The upshot is that automatic parallelization is often quite limited in scope. However, the compiler can usually give feedback as to what is stopping automatic parallelization, and this can enable the developer to change the code to make the compiler more effective.
This can build into a useful approach to parallelizing applications. The first pass is to get the compiler to do what it can, then tweak the source to help the compiler do a better job, before finally going in and manually adding OpenMP directives.
Jim: All modern microprocessors these days are multicore/multithread. That is, multiple threads-per-core. For most architectures, we see relatively small thread-per-core counts (2), and some variation in the underlying implementations (e.g., Intel hyperthreads versus UltraSPARC T-series), the latter of course having significantly more threads-per-core. Is writing multithreaded software for a modern multicore/multithread processor very different than it was several years ago, when systems had multiple CPUs, but a given “CPU” was a single-core, single-thread on a chip? Put another way, does the underlying target platform influence the design and implementation of multithreaded code?
Darryl: I think the question highlights the crux of the book. At first glance writing software for a multicore processor is no different from writing software for a multiprocessor system. The fundamental requirement is to identify chunks of work that can safely and efficiently be performed in parallel.
However, there are actually critical differences. The most obvious difference is that multiple threads on the same core end up sharing resources—instruction issue width and cache space being two obvious ones. This resource sharing may cause the throughput of a core running two threads to be only slightly more than the same core running one thread. This can be summarized whether it is better, for performance, to spread multiple threads across multiple cores to avoid sharing of core resources.
However, not all resource sharing is a problem.
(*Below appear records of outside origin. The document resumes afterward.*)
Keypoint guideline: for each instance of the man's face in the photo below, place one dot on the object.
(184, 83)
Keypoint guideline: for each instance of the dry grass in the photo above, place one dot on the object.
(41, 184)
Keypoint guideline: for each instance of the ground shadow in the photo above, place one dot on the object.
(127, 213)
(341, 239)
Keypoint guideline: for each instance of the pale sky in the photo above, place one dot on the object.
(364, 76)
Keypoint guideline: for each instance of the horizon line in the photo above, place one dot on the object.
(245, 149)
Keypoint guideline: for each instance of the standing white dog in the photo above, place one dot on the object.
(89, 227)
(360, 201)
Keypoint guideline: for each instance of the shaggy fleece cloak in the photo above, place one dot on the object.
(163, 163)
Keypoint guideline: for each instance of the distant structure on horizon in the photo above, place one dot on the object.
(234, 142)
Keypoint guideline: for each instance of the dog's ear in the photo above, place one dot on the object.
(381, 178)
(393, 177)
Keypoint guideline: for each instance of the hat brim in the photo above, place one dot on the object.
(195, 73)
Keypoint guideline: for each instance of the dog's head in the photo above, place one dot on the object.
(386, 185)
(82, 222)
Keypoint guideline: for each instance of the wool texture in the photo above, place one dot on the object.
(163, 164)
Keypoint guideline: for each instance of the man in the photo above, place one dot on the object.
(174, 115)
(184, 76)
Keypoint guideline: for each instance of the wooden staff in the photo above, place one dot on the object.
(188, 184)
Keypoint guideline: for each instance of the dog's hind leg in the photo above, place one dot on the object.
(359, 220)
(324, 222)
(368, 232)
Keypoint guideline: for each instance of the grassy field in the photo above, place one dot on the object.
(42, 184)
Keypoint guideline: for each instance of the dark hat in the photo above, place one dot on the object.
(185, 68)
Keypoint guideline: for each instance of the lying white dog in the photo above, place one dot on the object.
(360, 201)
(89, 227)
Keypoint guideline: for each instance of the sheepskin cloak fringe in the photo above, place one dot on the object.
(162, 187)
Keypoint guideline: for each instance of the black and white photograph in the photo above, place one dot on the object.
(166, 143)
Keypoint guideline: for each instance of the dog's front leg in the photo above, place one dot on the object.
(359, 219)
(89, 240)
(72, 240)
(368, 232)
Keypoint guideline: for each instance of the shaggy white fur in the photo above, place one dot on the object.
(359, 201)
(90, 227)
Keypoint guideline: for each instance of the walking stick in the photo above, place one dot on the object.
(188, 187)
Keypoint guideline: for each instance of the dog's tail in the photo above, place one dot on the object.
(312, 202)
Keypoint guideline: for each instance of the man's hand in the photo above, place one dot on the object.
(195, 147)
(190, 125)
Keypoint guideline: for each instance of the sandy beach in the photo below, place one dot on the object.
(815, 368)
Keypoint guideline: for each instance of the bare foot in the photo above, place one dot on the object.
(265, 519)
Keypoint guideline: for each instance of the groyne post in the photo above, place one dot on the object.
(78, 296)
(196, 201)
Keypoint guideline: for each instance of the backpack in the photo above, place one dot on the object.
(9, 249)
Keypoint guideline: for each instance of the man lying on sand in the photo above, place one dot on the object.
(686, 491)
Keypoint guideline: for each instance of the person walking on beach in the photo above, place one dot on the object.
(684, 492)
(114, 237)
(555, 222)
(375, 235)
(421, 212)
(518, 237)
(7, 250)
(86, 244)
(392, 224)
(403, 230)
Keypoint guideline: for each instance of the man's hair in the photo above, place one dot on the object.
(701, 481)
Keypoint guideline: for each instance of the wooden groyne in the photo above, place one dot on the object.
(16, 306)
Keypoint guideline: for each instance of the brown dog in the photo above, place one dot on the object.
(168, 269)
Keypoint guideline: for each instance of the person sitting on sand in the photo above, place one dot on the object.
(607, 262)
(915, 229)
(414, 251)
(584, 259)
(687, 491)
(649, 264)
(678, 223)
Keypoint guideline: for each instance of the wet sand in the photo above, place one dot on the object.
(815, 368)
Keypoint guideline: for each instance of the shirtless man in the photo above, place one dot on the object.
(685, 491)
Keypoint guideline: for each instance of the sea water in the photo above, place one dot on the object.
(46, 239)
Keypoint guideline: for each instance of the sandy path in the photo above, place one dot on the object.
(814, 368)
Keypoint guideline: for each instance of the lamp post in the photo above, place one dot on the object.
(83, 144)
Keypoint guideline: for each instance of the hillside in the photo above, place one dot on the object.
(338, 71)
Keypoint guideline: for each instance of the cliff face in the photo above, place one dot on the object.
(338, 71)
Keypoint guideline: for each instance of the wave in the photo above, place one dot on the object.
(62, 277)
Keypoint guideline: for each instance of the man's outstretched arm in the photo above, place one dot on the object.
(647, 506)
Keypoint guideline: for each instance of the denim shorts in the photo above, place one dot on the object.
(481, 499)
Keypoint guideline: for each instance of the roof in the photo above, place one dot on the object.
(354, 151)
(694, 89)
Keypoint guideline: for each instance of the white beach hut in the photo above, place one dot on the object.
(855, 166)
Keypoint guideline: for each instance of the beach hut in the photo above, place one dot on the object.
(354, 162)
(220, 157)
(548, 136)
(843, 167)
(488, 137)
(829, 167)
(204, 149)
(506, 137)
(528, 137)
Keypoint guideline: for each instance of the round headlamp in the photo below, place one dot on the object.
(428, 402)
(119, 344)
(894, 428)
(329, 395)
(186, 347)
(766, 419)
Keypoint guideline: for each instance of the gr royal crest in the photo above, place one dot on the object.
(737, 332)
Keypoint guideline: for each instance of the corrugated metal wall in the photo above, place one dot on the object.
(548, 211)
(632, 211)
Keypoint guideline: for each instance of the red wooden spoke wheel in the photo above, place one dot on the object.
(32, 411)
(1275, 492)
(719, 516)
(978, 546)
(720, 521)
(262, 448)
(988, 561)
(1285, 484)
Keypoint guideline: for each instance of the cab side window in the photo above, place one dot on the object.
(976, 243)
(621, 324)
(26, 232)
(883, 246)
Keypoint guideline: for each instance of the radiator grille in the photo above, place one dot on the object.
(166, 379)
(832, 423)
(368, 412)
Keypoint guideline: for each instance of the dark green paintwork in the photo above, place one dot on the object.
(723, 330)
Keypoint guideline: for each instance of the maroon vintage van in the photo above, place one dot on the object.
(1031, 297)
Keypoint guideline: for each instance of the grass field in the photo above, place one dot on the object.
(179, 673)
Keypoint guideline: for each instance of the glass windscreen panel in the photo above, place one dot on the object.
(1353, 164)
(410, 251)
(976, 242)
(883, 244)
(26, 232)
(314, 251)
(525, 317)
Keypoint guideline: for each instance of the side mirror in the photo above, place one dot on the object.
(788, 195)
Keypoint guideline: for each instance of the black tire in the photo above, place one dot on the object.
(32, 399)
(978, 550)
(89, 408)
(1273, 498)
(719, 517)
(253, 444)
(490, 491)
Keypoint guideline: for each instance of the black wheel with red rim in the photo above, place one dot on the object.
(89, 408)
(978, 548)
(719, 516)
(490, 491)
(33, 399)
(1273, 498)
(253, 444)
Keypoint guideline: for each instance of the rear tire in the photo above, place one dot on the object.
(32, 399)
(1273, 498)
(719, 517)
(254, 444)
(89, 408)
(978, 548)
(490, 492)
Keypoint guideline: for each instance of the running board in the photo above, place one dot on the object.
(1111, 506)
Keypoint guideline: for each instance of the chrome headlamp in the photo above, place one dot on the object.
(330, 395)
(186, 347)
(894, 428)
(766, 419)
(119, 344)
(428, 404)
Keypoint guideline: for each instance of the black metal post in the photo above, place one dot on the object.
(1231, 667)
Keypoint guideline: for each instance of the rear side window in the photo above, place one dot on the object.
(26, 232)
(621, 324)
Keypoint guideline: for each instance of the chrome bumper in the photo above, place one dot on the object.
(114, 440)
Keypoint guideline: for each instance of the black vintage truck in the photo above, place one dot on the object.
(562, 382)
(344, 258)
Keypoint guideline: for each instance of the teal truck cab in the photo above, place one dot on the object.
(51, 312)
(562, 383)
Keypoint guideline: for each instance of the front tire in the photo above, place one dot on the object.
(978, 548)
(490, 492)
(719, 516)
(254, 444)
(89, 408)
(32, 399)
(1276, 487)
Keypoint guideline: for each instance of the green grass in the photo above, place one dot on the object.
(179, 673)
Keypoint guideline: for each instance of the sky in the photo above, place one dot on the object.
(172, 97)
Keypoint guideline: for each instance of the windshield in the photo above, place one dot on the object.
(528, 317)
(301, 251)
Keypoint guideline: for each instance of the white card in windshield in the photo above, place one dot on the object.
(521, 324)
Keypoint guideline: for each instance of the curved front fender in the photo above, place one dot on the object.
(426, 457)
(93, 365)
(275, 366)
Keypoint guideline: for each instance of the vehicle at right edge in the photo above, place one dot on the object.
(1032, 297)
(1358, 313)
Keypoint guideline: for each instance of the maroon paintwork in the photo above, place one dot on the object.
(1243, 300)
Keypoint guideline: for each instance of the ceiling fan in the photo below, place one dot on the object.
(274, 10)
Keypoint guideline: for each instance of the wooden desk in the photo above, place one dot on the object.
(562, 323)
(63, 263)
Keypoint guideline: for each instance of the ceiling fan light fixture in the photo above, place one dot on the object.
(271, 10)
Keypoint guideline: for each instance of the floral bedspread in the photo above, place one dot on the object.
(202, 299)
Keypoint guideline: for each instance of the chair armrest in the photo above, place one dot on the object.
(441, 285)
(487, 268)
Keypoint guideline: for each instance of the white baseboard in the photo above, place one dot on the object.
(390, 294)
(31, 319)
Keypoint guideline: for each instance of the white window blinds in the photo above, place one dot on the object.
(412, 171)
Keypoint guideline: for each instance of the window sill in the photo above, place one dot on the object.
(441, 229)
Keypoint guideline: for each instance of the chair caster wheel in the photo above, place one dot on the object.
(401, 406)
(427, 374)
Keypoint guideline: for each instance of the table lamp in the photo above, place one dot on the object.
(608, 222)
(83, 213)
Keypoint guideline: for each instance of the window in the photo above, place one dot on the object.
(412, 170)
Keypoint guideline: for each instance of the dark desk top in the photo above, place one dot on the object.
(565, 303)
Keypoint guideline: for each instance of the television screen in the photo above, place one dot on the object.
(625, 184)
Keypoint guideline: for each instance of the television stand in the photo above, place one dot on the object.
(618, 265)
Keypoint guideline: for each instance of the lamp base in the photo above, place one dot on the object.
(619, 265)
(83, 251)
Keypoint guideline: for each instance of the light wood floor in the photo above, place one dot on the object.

In the case of communication between threads, it is useful for the threads to share a common cache. This reduces communication costs and helps an application scale to higher numbers of threads. In this case it is better for an application to place its threads on one core, or multiple cores in close proximity.
The other benefit that comes with low communication costs is that some of the traditional scaling inhibitors—contended mutex locks, false sharing—are substantially diminished.
Consider false sharing. This is the situation where two threads need to write to different items of data that happen to reside on the same cache line. On a multiprocessor system this causes the cache line to migrate between processors. On a multicore processor this causes the cache line to remain resident in the shared cache. Cache latency can be, perhaps, ten times lower than memory latency, so the cost of sharing drops by a factor of ten. The consequence of this is that an application which has significant costs due to false sharing will get a significant performance gain on a multicore system.
An observation that goes with this is that the difficulty of writing scalable code also drops. A developer might end up with a data layout that has false sharing, or they might have fixed correctness issues by adding a number of mutexes. On a multicore processor there is little performance impact from these, so the application scales despite the issue.
Multicore processors are a great opportunity for developers. They have placed parallel application development at a much more accessible price point than multiprocessor systems. The are also a more forgiving platform than multiprocessor systems. The exciting thing is that we are very much in the infancy of this opportunity. There’s still a shift going on where people are figuring out how to best take advantage of multiple threads. So I think we’re going to be in for very interesting times.